This gives a huge opportunity to ground spells. D&D’s Un/Holy Word is a good example: spelling out the pure truth of divinity is harmful to the uninitiated exposed to it (the differently aligned), certainly too much for their heathen souls, hurting them possibly to the point of death, as clearly shown in Raiders of the Lost Ark. Turning Undead is another very good example, but limited by the history of the first D&D cleric being a vampire-hunter. Turn Undead is an exorcism, and humans through millennia cast exorcism on many, many things beside the living dead: demons, diseases, spirits, ill luck, feral beasts, the evil eye, possibly even invaders, certainly bad intentions. It’s easy to make exorcisms more diverse, more relevant to alignment, and available to aligned casters, or swap them for other rites. The key here is to find the mood or objective of the alignment and have the exorcism/rite work toward that. Also, it would maybe be possible to grant a small boon to those of the same alignment present during the rite, maybe a small bonus, or a bit of healing, or advantage on a roll.

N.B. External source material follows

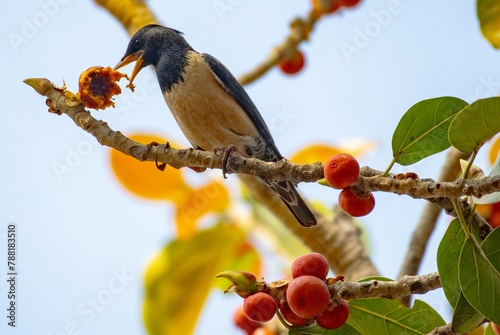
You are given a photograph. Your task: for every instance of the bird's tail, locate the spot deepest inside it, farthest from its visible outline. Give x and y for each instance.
(292, 199)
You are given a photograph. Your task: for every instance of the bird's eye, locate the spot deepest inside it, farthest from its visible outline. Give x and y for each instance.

Aligning spells might make them concrete enough, or they might require some minor alteration. A low hanging fruit is clear from the examples above: aligned magic can tell apart friends and foes. As a matter of fact, the caster won’t be able to stop it from doing so, and the issue here is that the friend-or-foe identification is not decided by the wizard, but by the spell. The wizard trades power for agency, becoming stronger but more of a conduit, a tool instrumental to an end, as the stronger-willed spells make decisions for them. And if you think the struggle is only a concern for casters, do not forget that the best D&D magic swords are aligned too, sharp gears of war eager to enroll worthy fighters into the deadly struggle, and take over their agency too.

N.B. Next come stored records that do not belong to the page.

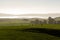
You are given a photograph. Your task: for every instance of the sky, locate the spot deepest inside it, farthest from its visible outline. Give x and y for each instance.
(17, 7)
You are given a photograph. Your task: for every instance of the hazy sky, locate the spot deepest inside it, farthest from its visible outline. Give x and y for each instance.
(29, 6)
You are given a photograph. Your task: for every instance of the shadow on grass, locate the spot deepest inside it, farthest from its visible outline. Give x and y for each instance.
(43, 30)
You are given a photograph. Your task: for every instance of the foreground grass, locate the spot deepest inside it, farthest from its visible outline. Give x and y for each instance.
(19, 35)
(13, 32)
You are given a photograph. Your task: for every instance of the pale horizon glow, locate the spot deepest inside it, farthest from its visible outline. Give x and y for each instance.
(17, 7)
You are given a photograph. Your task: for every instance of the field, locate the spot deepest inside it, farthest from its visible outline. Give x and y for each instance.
(12, 31)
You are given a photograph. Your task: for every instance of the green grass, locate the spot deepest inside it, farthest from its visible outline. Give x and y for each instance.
(9, 31)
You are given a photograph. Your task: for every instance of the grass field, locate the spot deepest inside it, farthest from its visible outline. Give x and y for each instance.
(9, 31)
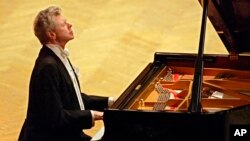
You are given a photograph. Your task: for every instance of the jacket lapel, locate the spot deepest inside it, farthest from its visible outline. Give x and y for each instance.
(45, 52)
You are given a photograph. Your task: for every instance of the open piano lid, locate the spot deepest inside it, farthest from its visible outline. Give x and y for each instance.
(231, 20)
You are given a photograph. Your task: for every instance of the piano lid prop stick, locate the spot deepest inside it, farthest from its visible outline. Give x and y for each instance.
(195, 105)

This kind of approach can also be used with other “factions”: it works perfectly for a struggle between the four elemental-aligned factions (you might have heard of a cartoon stushie involving firebenders). One last thing: unfortunately in vanilla D&D this kind of emanations are oppositional, but they do not need to be! Maybe in your world there is space for a mingling of the opposites that does not result in permanent cosmic war?

You can also ignore all of the above, and add planets and moons: their phases affecting their spells’ effects. While you are at it, introduce star signs and give each character a random, situational, and really quirky modifier.

3. Animism: instead of channeling power to affect reality directly, you beg or summon a god, spirit, or daemon (a servant spirit) to do the job for you; for all intents and purposes these beings all lie in a continuum of increased power and crotchetiness. To start summoning daemons in your games the easy way is simply to get the spell list and associate some (or each!) spell to daemons. The daemon could be summoned either in normal casting time (to get the standard spell effect) or as a longer ritual spell, in case the summoner require the daemon do to something more involved, like teach their arts, give advice, or craft something. If you want a good example, the Ars Goetia in the Little Key of Solomon lists scores of daemons, along with aspects, personalities, competencies, a personality, and a whole lot of knowledge.

The hard part is to actually get the daemon to do your bidding (as games folk, we want to compensate for the increased flexibility). Try a reaction roll every time you make a demand: a positive result means compliance, a negative one snubbing or worse, a neutral one a delay, as the spirit demands something in return. Of course daemons would be more cooperative when it comes to carrying out tasks that please them, and sacrifices and other appeasement might make them more pliable, giving permanent reaction bonuses. You might also threaten them into compliance: in this case roll again, but at the price of a permanent negative modifier. And if the roll is particularly bad the daemon might decide to not go away, and possibly haunt the caster. Banishing it becomes the next adventure goal!

Another approach is to require spiritual intercession: for example to cast elemental spells, you need to ask an elemental spirit. This means bringing with you a live fire to cast Fireball.

* Puppies at crossroads for Hekate, or so they say.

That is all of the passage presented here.